What should we make of Senator Marco Rubio’s astonishing Twitter message threatening President Nicolas Maduro of Venezuela with the same fate of torture-murder by broken bottle inserted into the anal cavity as suffered by Muammar Gaddafi, ruler of Libya for 43 years, in 2011?
We should make a great deal of it.
First, even by the anything-goes public obscenities and sheer, unlimited crassness of late 20th and 21th century American political culture, Rubio’s public threat is unprecedented.
Nazis behaved this way. Torturers and gangsters when they seize power on the small or enormous scale sometimes behave this way. Often, even they do not. The public excesses and brutalities of Al Capone, Dutch Schultz and Albert Anastasia from the 1920s to the 1950s were so great that even the other National Crime Syndicate bosses across America eventually washed their hands of them.
It is now clear that characters such as Lucky Luciano, the great mastermind of prostitution and heroin smuggling into America from the 1920s through the 1950s and Frank Costello, the so-called “Prime Minister of the Underworld” had more taste and restraint than the entire current membership of the United States Senate.
Luciano and Costello frowned on such behavior in public and actively restrained it, often by making lethal and permanent examples of perpetrators. Yet not a single current US senator has come out and condemned Rubio for making such a disgusting boastful public exhibition before the whole world.
Second, Rubio has revealed himself to be an ugly little bully. But he cannot be excluded by any means as a future national leader.
Rubio, who is intensely ambitious, ran for the presidency in 2016. He was vainly promoted by the mainstream American media or MSM as a credible candidate. Republican voters to their credit – even in his home state of Florida – did not buy it. Despite abundant funding, his campaign got nowhere. But it is by no means inconceivable that he could end up in the White House yet. At the very least, he could be a future vice presidential candidate. Just because he has revealed himself as contemptible before the entire world does not mean we should not take him seriously.
Thirdly, Rubio is not just an ugly little bully: He is also a tongue-tied coward. This is usually the case with bullies. Truly strong and formidable leaders often talk softly and soberly like Theodore Roosevelt and Ronald Reagan in the United States and Vladimir Putin in Russia. Motor mouth bullies like Kaiser Wilhelm II of Germany before World War I and Italy’s Benito Mussolini in World War II invariably panic and fall apart when their blusters and bluff catch up with them.
We have already had a foreshadowing of this with Rubio. In the fall of 2015, in an early debate among Republican presidential candidates broadcast nationally, he was called out and reduced to incoherent blubbering and panic. Eventual Republican candidate Donald Trump did not have to do this. It was then governor of New Jersey Chris Christie who reduced Rubio to incoherence.
It is easy to make fun of Rubio, but the damage he is doing to the reputation of his own country around the world and to the crucial cause of world peace cannot be exaggerated.
In his vile Tweet, Rubio was seeking to establish a standing precedent not just of bullying but of threatening murder as a basic staple of US foreign policy.

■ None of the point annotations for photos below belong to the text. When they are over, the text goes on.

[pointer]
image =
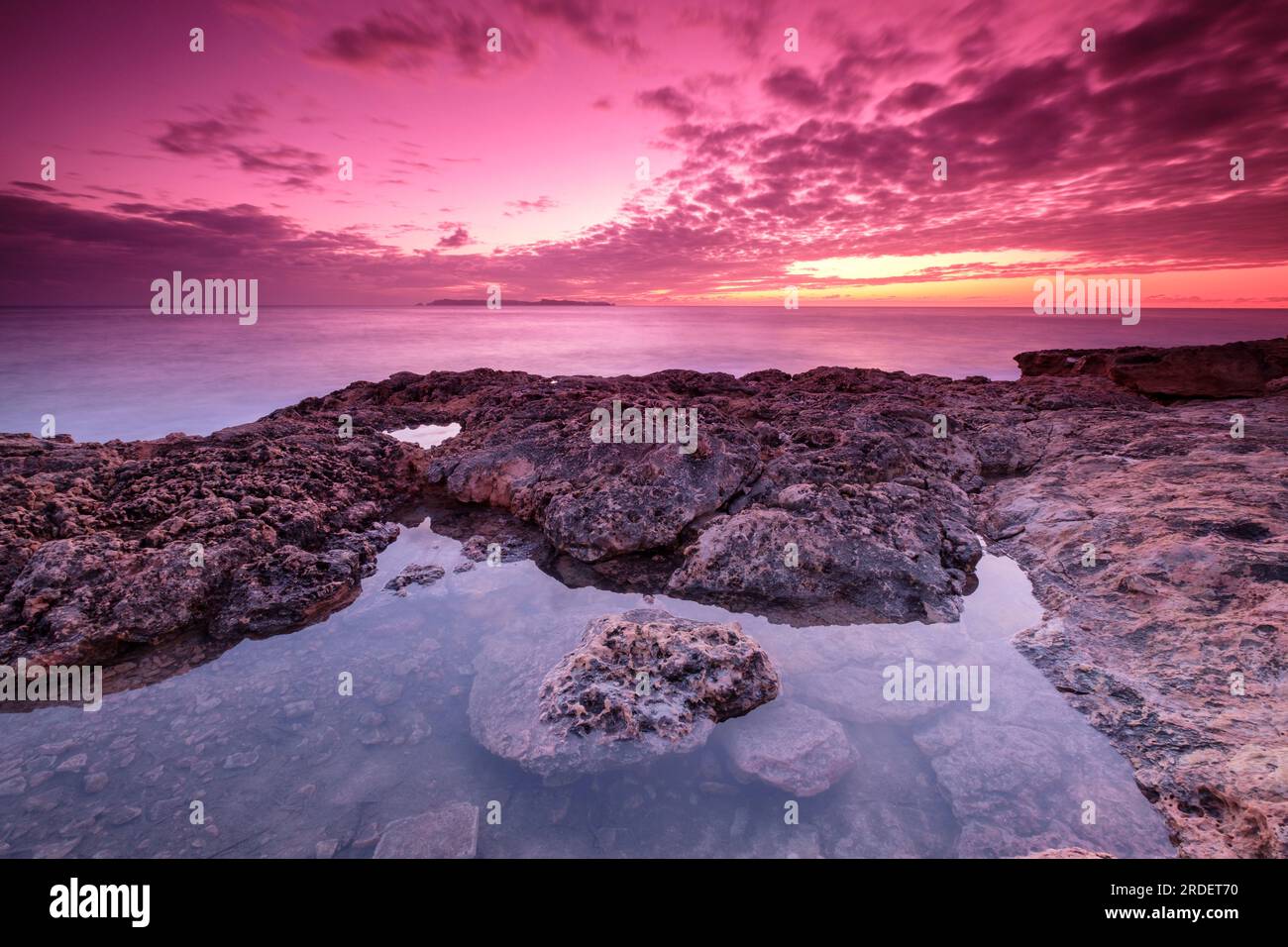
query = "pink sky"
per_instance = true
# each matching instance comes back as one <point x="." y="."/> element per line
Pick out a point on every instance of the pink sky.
<point x="768" y="167"/>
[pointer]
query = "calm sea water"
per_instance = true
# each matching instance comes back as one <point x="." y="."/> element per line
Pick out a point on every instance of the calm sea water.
<point x="129" y="373"/>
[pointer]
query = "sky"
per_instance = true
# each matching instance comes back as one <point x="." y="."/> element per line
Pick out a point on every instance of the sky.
<point x="644" y="153"/>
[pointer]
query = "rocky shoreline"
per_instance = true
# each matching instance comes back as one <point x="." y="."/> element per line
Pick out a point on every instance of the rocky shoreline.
<point x="833" y="496"/>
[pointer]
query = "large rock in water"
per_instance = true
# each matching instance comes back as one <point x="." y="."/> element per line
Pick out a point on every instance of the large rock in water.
<point x="592" y="710"/>
<point x="450" y="832"/>
<point x="791" y="748"/>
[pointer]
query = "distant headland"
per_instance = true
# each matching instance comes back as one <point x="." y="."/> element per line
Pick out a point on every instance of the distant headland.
<point x="515" y="302"/>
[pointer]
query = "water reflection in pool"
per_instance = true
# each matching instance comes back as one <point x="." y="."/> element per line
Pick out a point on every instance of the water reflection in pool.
<point x="283" y="764"/>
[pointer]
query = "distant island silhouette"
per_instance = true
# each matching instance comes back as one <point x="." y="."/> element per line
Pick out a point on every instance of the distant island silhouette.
<point x="515" y="302"/>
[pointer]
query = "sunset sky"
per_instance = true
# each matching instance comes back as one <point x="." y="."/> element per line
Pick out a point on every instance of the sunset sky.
<point x="768" y="167"/>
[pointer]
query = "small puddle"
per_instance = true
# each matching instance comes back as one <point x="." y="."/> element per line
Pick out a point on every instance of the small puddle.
<point x="283" y="766"/>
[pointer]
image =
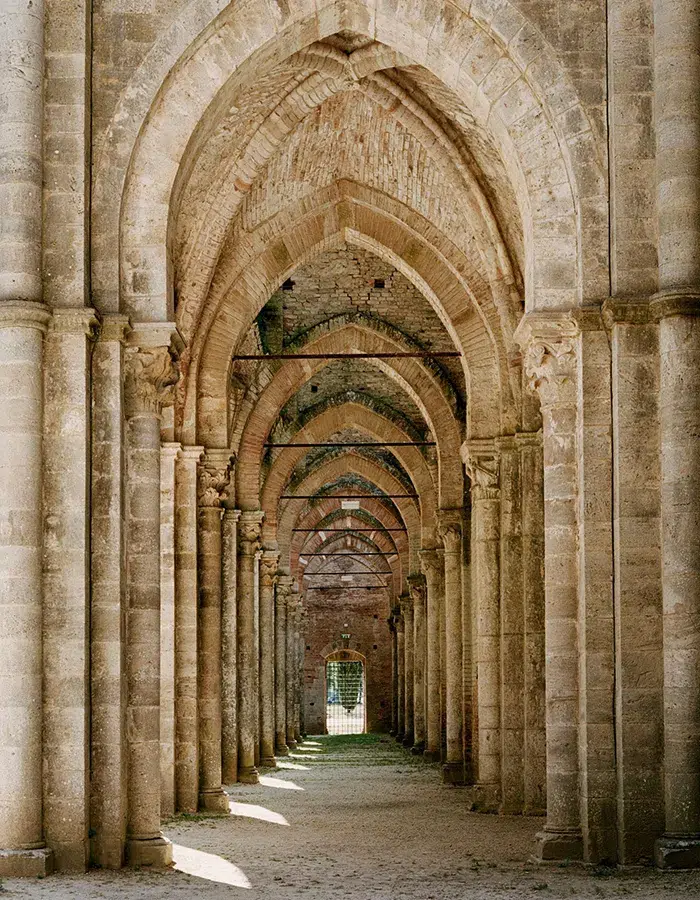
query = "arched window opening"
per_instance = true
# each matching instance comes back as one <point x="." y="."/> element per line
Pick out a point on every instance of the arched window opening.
<point x="345" y="693"/>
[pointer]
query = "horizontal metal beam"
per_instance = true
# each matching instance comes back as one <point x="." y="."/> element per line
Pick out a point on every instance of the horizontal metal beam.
<point x="344" y="530"/>
<point x="349" y="496"/>
<point x="311" y="444"/>
<point x="355" y="553"/>
<point x="412" y="354"/>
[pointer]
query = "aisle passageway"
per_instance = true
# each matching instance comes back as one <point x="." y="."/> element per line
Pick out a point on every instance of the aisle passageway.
<point x="359" y="818"/>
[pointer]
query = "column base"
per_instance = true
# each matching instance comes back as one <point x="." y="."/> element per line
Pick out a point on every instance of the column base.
<point x="248" y="775"/>
<point x="682" y="852"/>
<point x="157" y="852"/>
<point x="26" y="863"/>
<point x="453" y="773"/>
<point x="557" y="846"/>
<point x="215" y="801"/>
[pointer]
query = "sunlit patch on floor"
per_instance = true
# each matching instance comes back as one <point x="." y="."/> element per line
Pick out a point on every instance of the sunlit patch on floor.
<point x="208" y="866"/>
<point x="251" y="811"/>
<point x="271" y="781"/>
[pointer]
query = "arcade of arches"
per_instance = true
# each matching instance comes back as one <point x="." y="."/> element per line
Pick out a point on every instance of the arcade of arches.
<point x="349" y="324"/>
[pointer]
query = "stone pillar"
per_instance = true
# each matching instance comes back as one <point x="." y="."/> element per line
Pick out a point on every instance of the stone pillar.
<point x="482" y="461"/>
<point x="109" y="601"/>
<point x="450" y="526"/>
<point x="292" y="611"/>
<point x="213" y="479"/>
<point x="394" y="675"/>
<point x="407" y="610"/>
<point x="249" y="530"/>
<point x="551" y="363"/>
<point x="283" y="592"/>
<point x="416" y="585"/>
<point x="186" y="616"/>
<point x="66" y="616"/>
<point x="268" y="578"/>
<point x="532" y="516"/>
<point x="149" y="376"/>
<point x="401" y="685"/>
<point x="433" y="567"/>
<point x="22" y="326"/>
<point x="229" y="645"/>
<point x="21" y="145"/>
<point x="679" y="416"/>
<point x="168" y="457"/>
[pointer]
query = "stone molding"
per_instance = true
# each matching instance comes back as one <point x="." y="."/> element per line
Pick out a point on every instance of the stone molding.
<point x="75" y="320"/>
<point x="675" y="303"/>
<point x="482" y="461"/>
<point x="549" y="345"/>
<point x="150" y="376"/>
<point x="24" y="314"/>
<point x="250" y="531"/>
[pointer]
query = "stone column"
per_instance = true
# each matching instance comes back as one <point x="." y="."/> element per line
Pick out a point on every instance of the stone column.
<point x="168" y="457"/>
<point x="213" y="479"/>
<point x="292" y="611"/>
<point x="108" y="604"/>
<point x="229" y="645"/>
<point x="679" y="415"/>
<point x="482" y="461"/>
<point x="66" y="619"/>
<point x="268" y="578"/>
<point x="532" y="517"/>
<point x="401" y="660"/>
<point x="551" y="364"/>
<point x="394" y="675"/>
<point x="186" y="616"/>
<point x="249" y="530"/>
<point x="22" y="146"/>
<point x="433" y="567"/>
<point x="407" y="610"/>
<point x="450" y="526"/>
<point x="417" y="588"/>
<point x="283" y="591"/>
<point x="22" y="326"/>
<point x="149" y="376"/>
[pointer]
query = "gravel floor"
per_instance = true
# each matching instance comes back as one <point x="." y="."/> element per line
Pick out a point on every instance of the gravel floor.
<point x="357" y="819"/>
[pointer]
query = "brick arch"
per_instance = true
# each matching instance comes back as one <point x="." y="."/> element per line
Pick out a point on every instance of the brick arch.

Rubio probably did not even realize what he was doing, he has always been a cheap and superficial opportunist, eager to seize on the latest clichés and hysteria of the day to boost his visibility and win cheap popularity. Still, he seized on the murder of Gaddafi more than seven years ago and tried to use it to establish a precedent with which to threaten President Maduro today.
If Rubio were ever to end up as president or vice president of the United States, as secretary of state or US ambassador to the United Nations, all other world leaders would have real reason to fear US policy had escalated into regime change by assassination as a general principle.
If that were to happen, what had been routine policy disagreements between major nations on most issues would automatically become threats to existential survival. The danger of global war would escalate uncontrollably.
Far from joining forces to confront major global criminal and terrorist organizations, even the leading thermonuclear powers would be lining up to make alliances with such entities against their neighbors.
In fact, the United States was the great global pioneer in this too, when the OSS and then the CIA during and after World War II forged their enduring practical alliance with the Sicilian Mafia and the Neapolitan Camorra against revolutionary communism.
Rubio, it can be confidently concluded is entirely ignorant of all such concerns. Nothing matters for him but the applause of the moment and that he should be associated with a great foreign policy success: the toppling of the government of Venezuela. Any consideration of decency or restraint, let alone world peace is utterly alien to him.
The great German playwright Bertolt Brecht, who died more than 60 years ago in 1956, would have understood Rubio all too well. As Brecht asked, “Why be a man when you can be a success?”